Redesign interface dispatch: progress report

Fri Nov 15 09:33:38 UTC 2024

Hi Andrew,

When I investigated this, my main driver really was to solve some bad interactions
between concurrent GC, concurrent code sweeping and the ICStubs of inline caches.

My first stab at this was to flatten all the tables and try to make invocations as fast
as possible so we could remove inline caches altogether, which seemed to play a
central role. It worked but was rather complex and sensitive to startup performance.

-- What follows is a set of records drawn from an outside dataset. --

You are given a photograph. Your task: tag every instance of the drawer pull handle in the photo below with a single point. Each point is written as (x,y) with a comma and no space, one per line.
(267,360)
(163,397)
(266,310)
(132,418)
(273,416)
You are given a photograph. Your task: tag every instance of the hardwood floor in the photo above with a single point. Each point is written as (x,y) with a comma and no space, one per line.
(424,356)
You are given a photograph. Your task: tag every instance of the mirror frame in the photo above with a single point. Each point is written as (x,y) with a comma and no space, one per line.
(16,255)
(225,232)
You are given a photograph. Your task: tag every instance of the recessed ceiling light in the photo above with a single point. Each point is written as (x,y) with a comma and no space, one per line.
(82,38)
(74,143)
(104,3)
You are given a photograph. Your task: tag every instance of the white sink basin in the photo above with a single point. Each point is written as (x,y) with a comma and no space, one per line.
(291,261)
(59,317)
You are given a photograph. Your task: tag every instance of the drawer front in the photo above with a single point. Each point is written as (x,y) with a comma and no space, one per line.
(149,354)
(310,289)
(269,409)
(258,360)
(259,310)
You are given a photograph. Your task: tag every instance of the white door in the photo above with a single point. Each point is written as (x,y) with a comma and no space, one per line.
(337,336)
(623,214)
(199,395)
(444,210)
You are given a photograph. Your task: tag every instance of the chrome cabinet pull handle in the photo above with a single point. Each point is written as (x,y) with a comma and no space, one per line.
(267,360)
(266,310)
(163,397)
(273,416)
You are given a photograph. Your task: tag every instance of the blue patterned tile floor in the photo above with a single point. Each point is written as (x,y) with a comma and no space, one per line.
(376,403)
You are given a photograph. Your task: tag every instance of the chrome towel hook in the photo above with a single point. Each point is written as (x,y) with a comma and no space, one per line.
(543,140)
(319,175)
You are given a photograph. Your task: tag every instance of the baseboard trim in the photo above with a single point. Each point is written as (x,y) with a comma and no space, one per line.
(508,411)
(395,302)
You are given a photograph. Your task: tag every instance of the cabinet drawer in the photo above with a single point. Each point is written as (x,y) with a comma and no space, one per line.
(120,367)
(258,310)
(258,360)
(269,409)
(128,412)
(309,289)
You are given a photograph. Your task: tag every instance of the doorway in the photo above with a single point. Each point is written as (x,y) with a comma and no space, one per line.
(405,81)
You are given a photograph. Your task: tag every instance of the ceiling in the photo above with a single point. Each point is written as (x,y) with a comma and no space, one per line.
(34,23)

In the end I solved my problems by deleting the ICStubs and the sweeper instead. 
With them both gone, I did feel mostly happy about the state of things as all the bad
interactions that motivated my work had been dealt with. But I have wondered if there
was a missed opportunity to make megamorphic calls faster.

So a big thank you to you for picking this up and thoroughly investigating it. The answer
seems to be that there is no such missed opportunity, at this time. To me, your negative
result is very important. I think the key takeaway is that unpredictable call patterns are
going to fundamentally cause performance trouble anyway, making even the most carefully
tuned instruction sequences slow, because of the inherent unpredictability that hardware
can’t cope with very well.

Regarding 32 bit code pointers, I sort of tried that actually. If memory serves right,
I had support for a few more bits than 32, which I borrowed from the selector number
space. This way I could pack selector + code pointer in a 64 bit word still. It was fairly
compact really. But in the end, for megamorphic calls, the inherent unpredictability
is likely to still be painful, in terms of potential for accelerating megamorphic calls.

Thanks,
/Erik

> On 13 Nov 2024, at 15:59, Andrew Haley <aph-open at littlepinkcloud.com> wrote:
> 
> On 11/13/24 01:11, dean.long at oracle.com wrote:
> > This work sounds related to JDK-8221828, which says about interface
> > dispatch:
> >
> > "The proposal for invokeinterface calls is to give each interface
> > method a unique number called "selector", and create a cuckoo-style
> > hash table mapping selectors to code pointers for the concrete
> > implementations of the interface method. The table is embedded
> > straight into the native class. This allows dispatching the majority
> > of the time with one indirect branch and one direct branch (compared
> > to two direct branches for dynamically monomorphic calls today)."
> 
> Thank you for that reference. I discussed this at some length with
> Erik, the author of 8221828, at the time. The work I've been doing is
> a follow-on from his.
> 
> I believe this result is more general than just testing one particular
> way of hashed lookup. Exactly what kind of hashing you do, as long as
> it isn't bad, doesn't matter much. Maybe it would be possible to shave
> a nanosecond in the predictable case, but that's it. Misprediction
> would be always slow. The more complex your hash function is, no
> matter how theoretically good, the harder it is for branch prediction.
> The current linear probe works remarkably well, probably because it is
> very simple.
> 
> 8221828's proposal is similar to what I did, and I believe it would
> have similar performance. For this exercise, I used a small (16-way)
> embedded hash table in the Klass itself, with collisions handled by
> compressed hash tables. With a small number of interface methods we
> get few collisions, so its performance is very similar to any good
> hash table.
> 
> I did consider global numbering, but went for a 64-bit hash function
> based on the full name of the method. Simply using the address of the
> Method as a key would be the same as a global number in its runtime
> complexity.
> 
> The problem with embedding the entire hash table in a Klass is that of
> Klass size. I think it would be possible to compress code pointers to
> 32 bits, and also use 32-bit indexes, which would get that space back.
> But there is more pressure today, because of Liliput, on Klass size.
> 
> Cuckoo hashing is a nice trick, but it has its own problems. To begin
> with, there are two possible table entries for each target. Also,
> Cuckoo needs multiple hash functions and fallbacks for when hashing
> fails, which isn't ideal for a generic hash table like we need here.
> 
> What really matters is predictability, and that is more a function of
> user code. If the target of a megamorphic call really is random,
> that's going to hurt.
> 
> -- 
> Andrew Haley  (he/him)
> Java Platform Lead Engineer
> Red Hat UK Ltd. <https://www.redhat.com>
> https://keybase.io/andrewhaley
> EAC8 43EB D3EF DB98 CC77 2FAD A5CD 6035 332F A671